De vuelta en su habitación, Andrés mira el monitor de su computadora con creciente desesperación. El porcentaje de compilado es del 97%. Aún faltan algunos minutos para que la tarea esté completa. Su pulso se acelera. Eso no está bien.

Se levanta de la cómoda silla y respira hondo cinco veces. Los latidos de su corazón vuelven a estabilizarse. Cierra los ojos y pasa saliva. Un pulso alterado no es bueno en ningún caso, menos si tu corazón ha cargado un marcapasos desde los 6 años.

Un pitido lo saca de sus ensoñaciones. El código está listo. “¡Es increíble!” piensa Andrés mientras observa la pantalla con un numero 100 parpadeante. Al fin las noches de desvelo han valido la pena. Bueno, al menos eso parece, va a ser necesario probar la eficiencia del código con una “misión de campo”.

Vuelve a tomar asiento frente a la computadora y saca un papel de su bolsillo. Es el número del celular robado de Doña Martha, la tendera.

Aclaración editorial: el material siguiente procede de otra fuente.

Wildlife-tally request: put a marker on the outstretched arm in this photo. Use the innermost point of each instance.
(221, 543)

Es ahora o nunca— dice en voz alta para darse valor.

Luego ejecuta algunos comandos en el teclado y una pantalla multicolor con imágenes en alta definición hace su aparición. Hay cinco cuadros vacíos que contienen diferentes leyendas en forma de encabezado: <<Modelo del equipo>>, <<Nivel de Batería>>, <<Ubicación satelital>>, <<Cámara Frontal>> y <<Cámara trasera>>

Una pequeña barra de búsqueda se alza con timidez en la esquina superior derecha. Andrés posiciona el cursor sobre ella y digita los 8 números del celular de su vecina comerciante. Los cuadros vacíos comienzan a llenarse poco a poco. En ‘modelo del equipo’ aparecen las siglas ZMX-444 y una fotografía de un teléfono móvil con una pantalla gigantesca enmarcada por una carcasa naranja. Andrés deja escapar un bufido; es bastante notorio que la apariencia de aquel aparato le desagrada bastante.

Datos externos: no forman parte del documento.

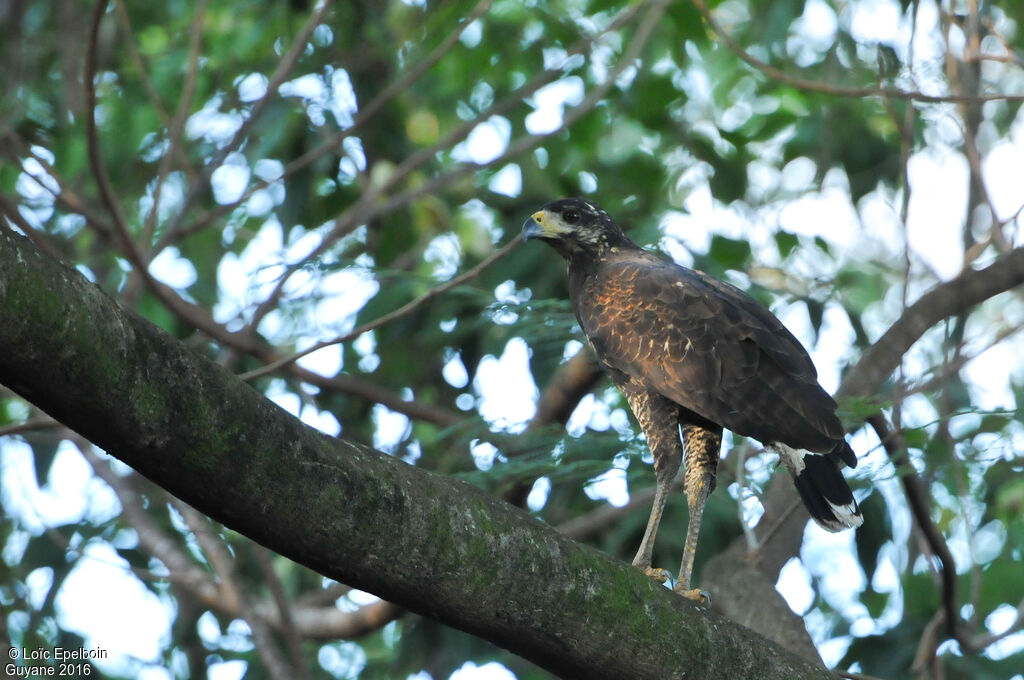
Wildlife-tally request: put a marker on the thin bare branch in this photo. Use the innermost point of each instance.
(283, 71)
(175, 128)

En ‘nivel de batería’ puede apreciarse un grande y claro <<98%>>

La ventana de ubicación satelital muestra la intersección entre Hidalgo y Avenida Palomas: es una tienda de conveniencia. Los maleantes de seguro se están preparando para un nuevo asalto.

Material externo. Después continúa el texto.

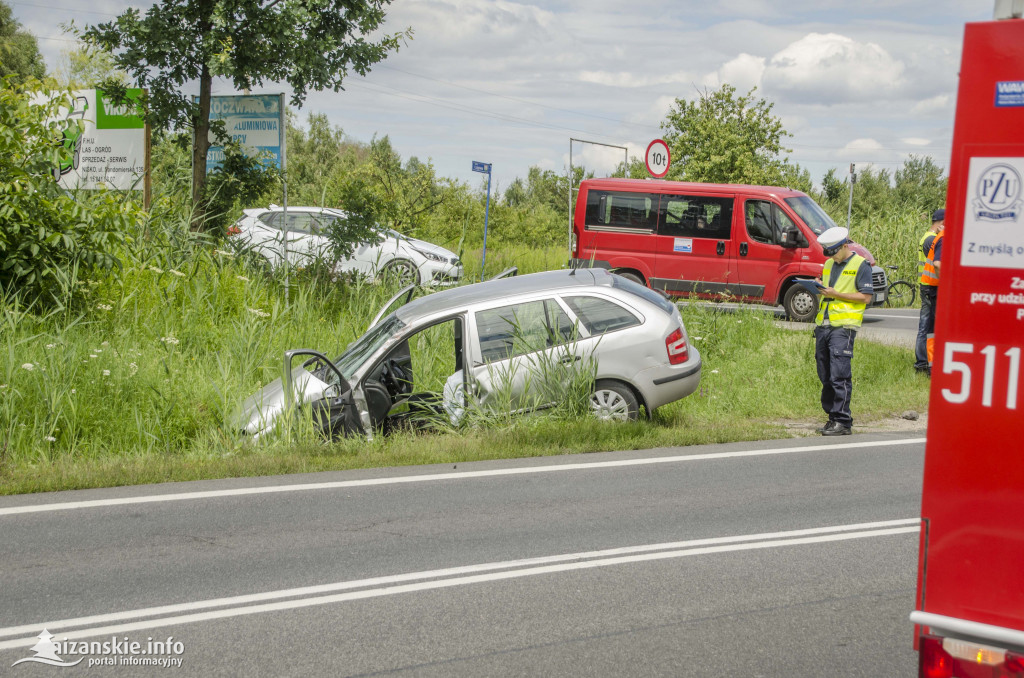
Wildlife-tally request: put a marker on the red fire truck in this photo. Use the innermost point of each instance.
(970, 611)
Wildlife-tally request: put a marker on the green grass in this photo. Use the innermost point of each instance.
(134, 386)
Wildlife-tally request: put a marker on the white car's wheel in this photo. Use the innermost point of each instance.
(401, 271)
(613, 401)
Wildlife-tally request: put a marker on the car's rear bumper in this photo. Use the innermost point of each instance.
(668, 383)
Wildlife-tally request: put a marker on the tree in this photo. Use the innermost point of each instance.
(19, 55)
(726, 138)
(84, 68)
(309, 44)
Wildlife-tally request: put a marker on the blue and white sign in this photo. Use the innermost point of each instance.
(993, 220)
(1010, 93)
(255, 121)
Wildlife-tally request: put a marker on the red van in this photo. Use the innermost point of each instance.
(708, 240)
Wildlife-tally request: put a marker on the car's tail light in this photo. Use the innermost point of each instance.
(946, 658)
(675, 344)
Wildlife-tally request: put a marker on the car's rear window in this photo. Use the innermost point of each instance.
(643, 292)
(600, 315)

Finalmente, los cuadros de cámara frontal y trasera comienzan a transmitir algunas imágenes: el lente posterior muestra un anuncio bastante grande con el logotipo de la tienda, mientras la cámara delantera enfoca con nitidez a un par de jóvenes con sendas gorras negras y gafas oscuras.

Andrés sonríe y hace como si los saludara.

Los tipos siguen mirando fijamente a la cámara del teléfono. Se colocan con el cuerpo de lado para que la foto que planean tomar este completa. Ponen su “mejor cara” y sonríen mientras hacen una especie de seña con las manos.

La “selfie” está punto de ser tomada. Andrés se muerde las uñas de la emoción. Algo maravillosamente “hermoso” —según su particular concepción de la vida— está a punto de suceder…

El obturador suena.

La foto es capturada y le llega a Andrés por correo electrónico. Luego la imagen y la señal se pierden. La conexión con el teléfono robado ha terminado. Pareciera ser que la “misión de campo” ha sido un fracaso.

¿O no? Andrés salta de su asiento y hace una seña triunfal. Se sujeta el cabello con fuerza y se soba la frente sin dejar de sonreír. Luego dirige su mirada hacia el monitor vacío y dice para sí:

No puedo creerlo. Funcionó… ¡Funcionó!

***

Cuatro patrullas del cuadrante 21 llegan rápidamente a la esquina de Hidalgo y Palomas. Los vecinos han reportado una fuerte detonación y una motocicleta incendiada justo afuera del minisúper OTTO.

Cuando los oficiales bajan de sus vehículos, se enfrentan a algo que jamás pensaron ver: dos cuerpos calcinados yacen junto a los restos de una motocicleta. Miran a hacia todos lados esperando encontrar alguna explicación a lo que está ocurriendo frente a sus ojos, pero no la hay. Uno de ellos se anima a aventurar que “tal vez el tanque de gas de la moto explotó”. Los demás no están convencidos, pero no encuentran otra explicación. 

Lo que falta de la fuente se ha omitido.